O documento também "recomenda aos membros do Ministério Público brasileiro que atentem para os limites de suas funções institucionais, evitando-se a invasão indevida das atribuições alheias e a multiplicação dos conflitos daí resultantes". Afirma que questões envolvendo agentes municipais e estaduais devem ficar com o MP dos Estados e assuntos da União, com os ramos federais da instituição.
Para Fábio Cruz da Nóbrega, a recomendação impõe balizas que nem a lei e o Judiciário delimitam ao trabalho dos promotores e procuradores e ignora que, em áreas essenciais, como a saúde e a educação, há a possibilidade de atuação concorrente de vários ramos do MPs.
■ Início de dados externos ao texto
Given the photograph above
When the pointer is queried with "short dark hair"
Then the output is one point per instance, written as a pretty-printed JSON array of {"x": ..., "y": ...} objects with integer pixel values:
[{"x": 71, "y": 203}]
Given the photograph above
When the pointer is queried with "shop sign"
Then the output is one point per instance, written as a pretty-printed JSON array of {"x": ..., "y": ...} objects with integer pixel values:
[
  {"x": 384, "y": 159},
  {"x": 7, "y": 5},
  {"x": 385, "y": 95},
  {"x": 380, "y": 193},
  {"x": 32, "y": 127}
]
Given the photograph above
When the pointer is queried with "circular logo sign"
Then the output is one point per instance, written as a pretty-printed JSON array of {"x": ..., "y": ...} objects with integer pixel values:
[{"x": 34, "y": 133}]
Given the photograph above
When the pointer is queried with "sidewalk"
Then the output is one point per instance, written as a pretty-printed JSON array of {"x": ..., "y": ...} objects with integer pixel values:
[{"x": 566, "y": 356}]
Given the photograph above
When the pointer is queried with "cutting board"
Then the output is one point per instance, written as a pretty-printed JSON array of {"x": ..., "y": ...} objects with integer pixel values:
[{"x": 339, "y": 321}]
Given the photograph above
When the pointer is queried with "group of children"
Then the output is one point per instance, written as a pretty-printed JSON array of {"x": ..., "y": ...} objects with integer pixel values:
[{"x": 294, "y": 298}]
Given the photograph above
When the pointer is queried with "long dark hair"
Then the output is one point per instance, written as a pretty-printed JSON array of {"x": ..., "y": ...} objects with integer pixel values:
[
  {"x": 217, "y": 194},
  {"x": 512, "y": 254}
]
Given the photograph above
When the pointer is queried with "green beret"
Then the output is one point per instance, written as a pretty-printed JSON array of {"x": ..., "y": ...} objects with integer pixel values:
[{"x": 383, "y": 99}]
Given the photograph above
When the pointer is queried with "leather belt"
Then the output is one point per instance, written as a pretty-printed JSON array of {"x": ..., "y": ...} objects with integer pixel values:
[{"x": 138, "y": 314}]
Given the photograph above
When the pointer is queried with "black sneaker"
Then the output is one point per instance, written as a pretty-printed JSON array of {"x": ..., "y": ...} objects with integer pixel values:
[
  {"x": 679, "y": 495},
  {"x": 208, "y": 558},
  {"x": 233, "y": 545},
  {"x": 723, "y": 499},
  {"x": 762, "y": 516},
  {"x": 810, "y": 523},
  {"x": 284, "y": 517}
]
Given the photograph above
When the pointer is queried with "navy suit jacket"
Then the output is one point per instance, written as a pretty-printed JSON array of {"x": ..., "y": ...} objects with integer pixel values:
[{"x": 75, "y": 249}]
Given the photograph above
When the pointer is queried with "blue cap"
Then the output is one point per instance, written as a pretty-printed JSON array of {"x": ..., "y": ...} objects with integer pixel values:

Neste caso, segundo ele, conflitos deveriam ser resolvidos pela Justiça e o próprio CNMP.
Os presidentes da ANPR, da Conamp e da Associação Nacional dos Procuradores do Trabalho (ANPT) estudam um pedido de impugnação coletivo contra a recomendação.
A coluna conversou com procuradores da República e do Trabalho que afirmam que a divulgação do documento soou como "ameaça", exatamente por ser assinada pelo procurador-geral da República e pelo corregedor nacional do Ministério Público.
"Ou seja, quem descumprir, em tese, está sujeito a ter conduta analisada sob o viés disciplinar?", questionou um deles.
Trabalho escravo e trabalho infantil
Uma fonte no Palácio do Planalto afirmou à coluna que o texto gerou celebrações em listas de WhatsApp do governo. Em parte, por conta do limite à atuação de procuradores no que diz respeito à execução de políticas durante a pandemia. Mas, principalmente, porque há quem veja na recomendação um "freio" a promotores e procuradores que "perseguem o governo e o presidente" - por mais que o documento não trate disso.
A edição da recomendação também teve um forte impacto negativo junto aos procuradores do Trabalho. "Teme-se que o entendimento que essa recomendação possa consagrar dure para além da pandemia", avalia José Antônio Vieira de Freitas Filho, presidente da ANPT.
Para ele, o impacto de não poder questionar ações de gestores municipais, estaduais e federais pode levar ao aumento de casos de trabalho escravo e infantil, por exemplo.
"Temos dificuldade em combater o trabalho infantil sem uma política pública de acolhimento à infância, à adolescência, à família. Ao mesmo tempo, se você não gera emprego e renda, os trabalhadores resgatados da escravidão voltam a ser escravos", afirma.
Para Freitas Filho, a recomendação fixa diretrizes contrárias à declaração do próprio conselho - de que não cabe a ele julgar nem o que os membros do MP fazem como atividade finalística, nem questões que promotores e procuradores submetem ao Poder Judiciário por considerarem contrárias ao interesse público.
Os demais pontos da recomendação do CNMP que tratam da importância da transparência (artigo 3º), dos diálogos interinstitucionais (4º) e do compartilhamentos de dados e boas práticas (5º) não causaram polêmica como os dois primeiros, sobre as atribuições do MP e a respeito das decisões de gestores públicos frente à "falta de consenso científico".
Procuradores da República também reclamam que o Gabinete Integrado de Acompanhamento da Covid-19 (Giac-Covid-19) criado pela Procuradoria-Geral da República durante a pandemia tem, se recusado a enviar recomendações para correção de políticas públicas aos ministérios, o que ajudaria o governo federal em detrimento da saúde da população.